For Aboriginal communities, the ocean has always been a sanctuary, their livelihood and a repository of spiritual knowing. For the Western world, it’s been mostly a commodity, which has resulted in massive resource depletion, habitat loss, water pollution and ocean warming.

But through a dialogue with Indigenous communities, we can draw inspiration for a different way of governing our oceans.

In the most recent round of Linkage Projects, the Australian Research Council (ARC) awarded the University of Wollongong – working in partnership with the Illawarra Local Aboriginal Land Council, Djungga Aboriginal Corporation and Ocean Nexus – a grant of $418,601 for an exploration of Indigenous approaches towards ocean stewardship.

Dr Michelle Voyer from the Australian National Centre for Ocean Resources & Security (ANCORS) is one of the research leaders.

“Our project, Better Oceans, Better Futures, has been born out of a shared desire to improve current systems of governance to be more culturally sensitive and sustainable,” Dr Voyer said.

“In particular, we are interested in improving the ways we account for and consider subjective, relational and cultural values of local communities.

“We want to reimagine the management of the oceans, using guidance from the Indigenous peoples and their heritage.”

Dr Voyer added that to create better ocean governance, we need more inclusive and holistic approaches towards diverse forms of knowledge.

Indigenous communities have long nurtured values such as custodianship, reciprocity and treating nature as kin, which can be hard to reconcile with conventional models.

Aboriginal practices are also grounded in place, which can be quite different from many existing forms of ocean management (species-based) that often focus on an issue or species in isolation.

“We’re not trying to ‘fit’ Indigenous knowledge into existing structures but rather reflect on how we can improve our models, based on the lessons from the original inhabitants of this country,” Dr Voyer said. 

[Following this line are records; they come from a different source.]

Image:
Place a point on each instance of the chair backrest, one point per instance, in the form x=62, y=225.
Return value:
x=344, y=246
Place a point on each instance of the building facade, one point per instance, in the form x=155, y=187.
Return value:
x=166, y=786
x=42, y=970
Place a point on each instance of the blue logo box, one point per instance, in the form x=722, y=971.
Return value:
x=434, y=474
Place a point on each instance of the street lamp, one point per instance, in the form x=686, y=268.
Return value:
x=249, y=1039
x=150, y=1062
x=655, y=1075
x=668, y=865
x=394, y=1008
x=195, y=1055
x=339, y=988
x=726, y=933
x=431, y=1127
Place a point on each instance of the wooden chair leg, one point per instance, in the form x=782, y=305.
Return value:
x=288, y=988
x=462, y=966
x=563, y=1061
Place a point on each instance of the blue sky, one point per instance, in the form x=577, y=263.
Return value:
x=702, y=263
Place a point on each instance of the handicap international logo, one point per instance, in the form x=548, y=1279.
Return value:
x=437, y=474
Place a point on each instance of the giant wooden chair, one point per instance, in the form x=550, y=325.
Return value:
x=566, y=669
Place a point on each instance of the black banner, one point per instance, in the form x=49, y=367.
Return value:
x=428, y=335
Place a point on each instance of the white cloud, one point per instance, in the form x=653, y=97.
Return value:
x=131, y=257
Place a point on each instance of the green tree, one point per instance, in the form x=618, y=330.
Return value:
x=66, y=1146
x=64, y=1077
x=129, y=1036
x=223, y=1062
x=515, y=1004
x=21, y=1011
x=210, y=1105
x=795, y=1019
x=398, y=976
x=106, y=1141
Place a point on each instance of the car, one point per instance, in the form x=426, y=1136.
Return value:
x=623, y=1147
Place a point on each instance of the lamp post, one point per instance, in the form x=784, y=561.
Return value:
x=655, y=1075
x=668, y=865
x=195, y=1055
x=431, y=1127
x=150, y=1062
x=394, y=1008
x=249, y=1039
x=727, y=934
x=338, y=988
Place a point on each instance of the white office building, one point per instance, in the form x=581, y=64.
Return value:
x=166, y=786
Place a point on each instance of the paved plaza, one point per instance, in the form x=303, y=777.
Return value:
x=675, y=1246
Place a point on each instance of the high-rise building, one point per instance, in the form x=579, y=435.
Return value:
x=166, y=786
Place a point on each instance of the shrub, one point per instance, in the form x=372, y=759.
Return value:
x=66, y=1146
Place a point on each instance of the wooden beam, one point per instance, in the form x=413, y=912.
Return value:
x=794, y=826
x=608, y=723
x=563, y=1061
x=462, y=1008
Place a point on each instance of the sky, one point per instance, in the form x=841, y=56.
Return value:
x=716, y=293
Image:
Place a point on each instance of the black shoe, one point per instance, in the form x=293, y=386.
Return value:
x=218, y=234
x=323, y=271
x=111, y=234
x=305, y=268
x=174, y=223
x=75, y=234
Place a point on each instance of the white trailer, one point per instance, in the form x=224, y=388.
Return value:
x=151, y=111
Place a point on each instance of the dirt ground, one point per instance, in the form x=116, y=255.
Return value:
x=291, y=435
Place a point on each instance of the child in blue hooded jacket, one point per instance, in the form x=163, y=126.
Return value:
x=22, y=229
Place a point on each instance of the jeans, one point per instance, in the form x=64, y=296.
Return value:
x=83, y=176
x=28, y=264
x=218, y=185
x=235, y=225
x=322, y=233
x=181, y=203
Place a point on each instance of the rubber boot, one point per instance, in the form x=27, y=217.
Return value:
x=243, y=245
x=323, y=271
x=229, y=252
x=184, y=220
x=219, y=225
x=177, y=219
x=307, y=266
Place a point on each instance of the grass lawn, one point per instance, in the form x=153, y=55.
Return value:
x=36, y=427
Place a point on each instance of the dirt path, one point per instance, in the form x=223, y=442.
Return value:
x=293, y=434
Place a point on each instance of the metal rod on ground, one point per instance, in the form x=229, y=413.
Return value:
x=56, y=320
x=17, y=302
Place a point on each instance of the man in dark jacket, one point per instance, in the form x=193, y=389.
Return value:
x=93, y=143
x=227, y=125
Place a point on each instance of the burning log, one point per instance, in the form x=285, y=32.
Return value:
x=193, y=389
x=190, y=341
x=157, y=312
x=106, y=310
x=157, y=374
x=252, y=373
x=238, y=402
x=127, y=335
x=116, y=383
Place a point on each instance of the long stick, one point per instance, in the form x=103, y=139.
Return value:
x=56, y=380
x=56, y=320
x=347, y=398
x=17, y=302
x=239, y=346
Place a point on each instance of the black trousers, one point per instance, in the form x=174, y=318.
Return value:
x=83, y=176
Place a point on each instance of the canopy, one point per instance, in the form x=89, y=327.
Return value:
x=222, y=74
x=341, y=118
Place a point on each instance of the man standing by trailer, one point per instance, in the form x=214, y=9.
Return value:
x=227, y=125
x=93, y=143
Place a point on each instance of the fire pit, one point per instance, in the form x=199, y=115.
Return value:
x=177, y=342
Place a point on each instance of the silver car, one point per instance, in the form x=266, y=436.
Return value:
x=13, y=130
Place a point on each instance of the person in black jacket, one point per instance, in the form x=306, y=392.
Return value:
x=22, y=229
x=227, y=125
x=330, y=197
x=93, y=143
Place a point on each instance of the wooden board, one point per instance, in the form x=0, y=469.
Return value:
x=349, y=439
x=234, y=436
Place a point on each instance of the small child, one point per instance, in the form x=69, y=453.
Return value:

“We’re drawing inspiration from the way in which cultural burning has taken a much more central role in mainstream land management. We want to see similar types of reform for the ocean governance."

Paul Knight, the CEO of Illawarra Local Aboriginal Land Council, welcomed this award with a lot of hope.

“In a way, this project feels a bit like Back to the Future. We’re resurrecting old Aboriginal ways of thinking about the world and pushing them into a modern context,” Knight said.

“Indigenous cultural belief structures are born out of the knowledge that everything is of equal agency – as humans, we have no more authority than trees or the ocean. We’re the custodians of the environment, and we have the responsibility to make sure it is protected.”

ABOUT THE GRANTS

The ARC Linkage Program promotes national and international research partnerships between researchers and business, industry, community organisations and other publicly funded research agencies. By supporting the development of partnerships, it encourages the transfer of skills, knowledge and ideas as a basis for securing commercial and other benefits of research.